I sort of agree with this statement except the last. I think its emptor caveat for all consumers. QH cannot stop selling because of what they are practicing now. For business practice especially when they're drawing throngs of tourists local & foreign with free buses, etc, it is only common for them to open up a retail front. The same can be said for all tourist spots like USS where a can of coke can be S$3 or even Science Center. Consumers will just need to be more discerning and not assume that a distributor will be cheaper.

----------


## BFG

Caveat emptor, not emptor caveat. Buyer beware.

----------


## benlauhh

Thank you for correction 'cher! :P

----------


## williamng

Well, Qian Hu is the distributor to all the retail shops. That is why they mark up the price so that retailers can earn a living. By selling at the same price as retailers or even lower, the retailers will close shop.

If you need some Eheim spares, Qian hu has a great variety and they keep almost every item on the Eheim spare part list. If you just want to buy filters, retail shop will provide the best price. 

Hope it is clear

----------


## icefire

> I agree the mark up at the store in the farm is ridiculous, especially with regards to Eheim parts, but no one is forcing you to purchase it from them. Price wise for their live stock, what you see at the display area for sale is only the tip of the iceberg. They have a holding area with a whole lot more species, except those are meant for re-exportation to other customers worldwide. We only get to see a minor range of what they have in stock, but the prices are comparable to most LFS. Maybe a little more expensive but not by much.
> 
> It is advisable to first support your local LFS, or well-known stores like C328. Rule of thumb - if you go to a farm expecting to find stuff cheaper, don't.


i second that... but still some species which are currently NOT FOR SALE in sg can be found and bought in certain farms.... i'm certain AVA knows it but just have not enough information or evidence to catch them... so lets just all support LFS  :Very Happy:

----------


## kanguin

QianHu is the place to go if you need spare parts. They have almost every parts readily available on the shelve.
You will probably need to wait for a few days at other LFS.

----------


## rascal

hi, bro sungod666 , may i ask you where the shop at clementi that you said the eheim 2260 classic cost 350 and does it come with media?? thanks
by the way i believe you can buy nice and exotic fishes at pasir ris farm way :Smile:

----------


## stormhawk

There is more than one fish farm in Singapore, and more than one place to acquire parts for your Eheims. I just buy everything I need at C328. This is not an endorsement of the shop, but that it is a well-known fact that you can get almost every Eheim spare part there too. If it's difficult, just use eBay or cannibalise parts from broken Eheim sets. To date, none of my Eheims have broken down, or needed a spare part replacement. One of them has been running for the past 8-9 years, and still going on strong.

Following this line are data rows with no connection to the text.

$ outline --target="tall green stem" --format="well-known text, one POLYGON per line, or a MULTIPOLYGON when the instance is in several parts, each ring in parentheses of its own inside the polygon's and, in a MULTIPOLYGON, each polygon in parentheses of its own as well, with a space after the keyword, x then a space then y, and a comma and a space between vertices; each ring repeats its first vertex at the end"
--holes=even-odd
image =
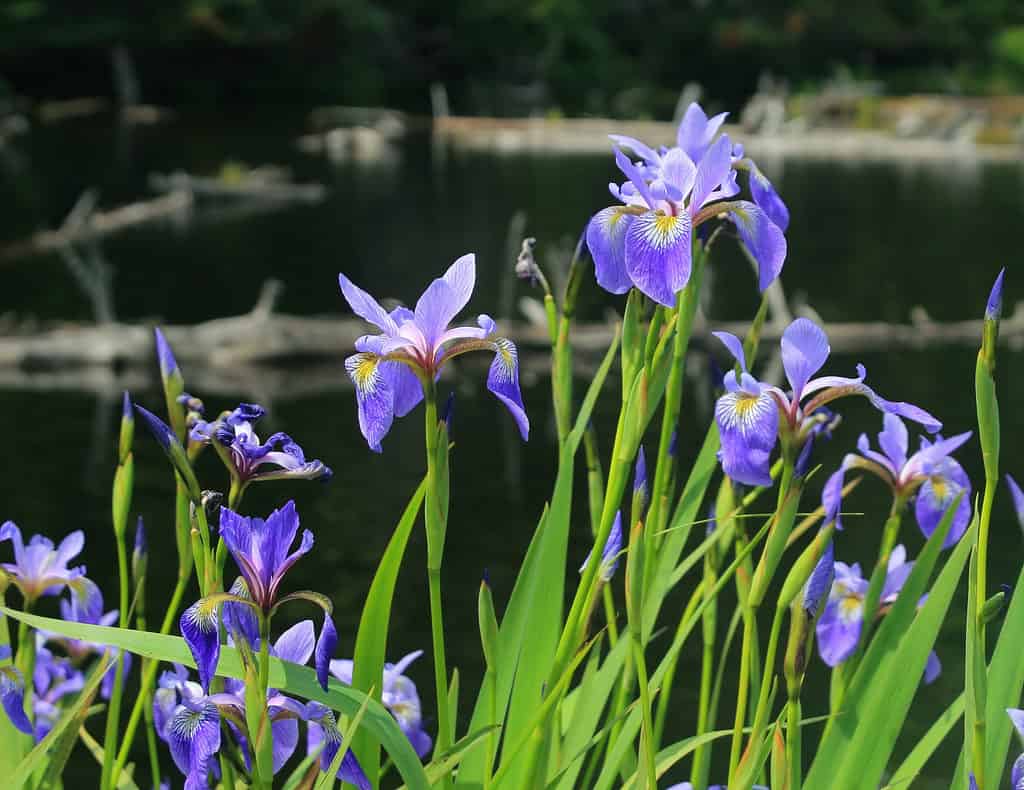
MULTIPOLYGON (((115 535, 117 543, 118 604, 120 606, 120 627, 128 627, 128 550, 124 533, 115 535)), ((114 669, 114 687, 107 707, 107 726, 103 736, 103 770, 100 787, 109 788, 114 768, 114 743, 117 741, 118 724, 121 720, 121 697, 124 694, 124 652, 119 651, 114 669)))
POLYGON ((640 713, 643 726, 640 731, 641 762, 646 771, 647 790, 658 790, 654 720, 651 716, 651 690, 647 678, 647 660, 640 644, 639 628, 632 629, 633 661, 636 664, 637 685, 640 688, 640 713))
MULTIPOLYGON (((454 738, 448 710, 448 666, 445 661, 444 619, 441 606, 441 564, 447 528, 447 470, 438 468, 437 395, 431 382, 425 388, 427 448, 427 490, 424 519, 427 530, 427 583, 430 593, 430 632, 434 650, 434 686, 437 695, 437 752, 447 749, 454 738)), ((445 784, 448 782, 445 780, 445 784)))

Just handle your units with some TLC (tender loving care) and you won't have a need to replace the parts.

----------


## sungod666

$350 is for the 2260 classic Eheim. No Media. Buy at C328.

----------


## jeffteo

> There is more than one fish farm in Singapore, and more than one place to acquire parts for your Eheims. I just buy everything I need at C328. This is not an endorsement of the shop, but that it is a well-known fact that you can get almost every Eheim spare part there too. If it's difficult, just use eBay or cannibalise parts from broken Eheim sets. To date, none of my Eheims have broken down, or needed a spare part replacement. One of them has been running for the past 8-9 years, and still going on strong.
> 
> Just handle your units with some TLC (tender loving care) and you won't have a need to replace the parts.


Totally agreed the TLC part. Eheim are also well know for it durability and it comes at a price.

All vendors have the rights to sell it at different price. Only after I got my 2213, the next day i found that I can get it at the same price with media and double taps online.
Different vendor have different sales margin. If you are lazy to do comparison and just shop blindly, who else can you blame??? Law is law, reality will always be different... If you want cheap and good, work harder.

----------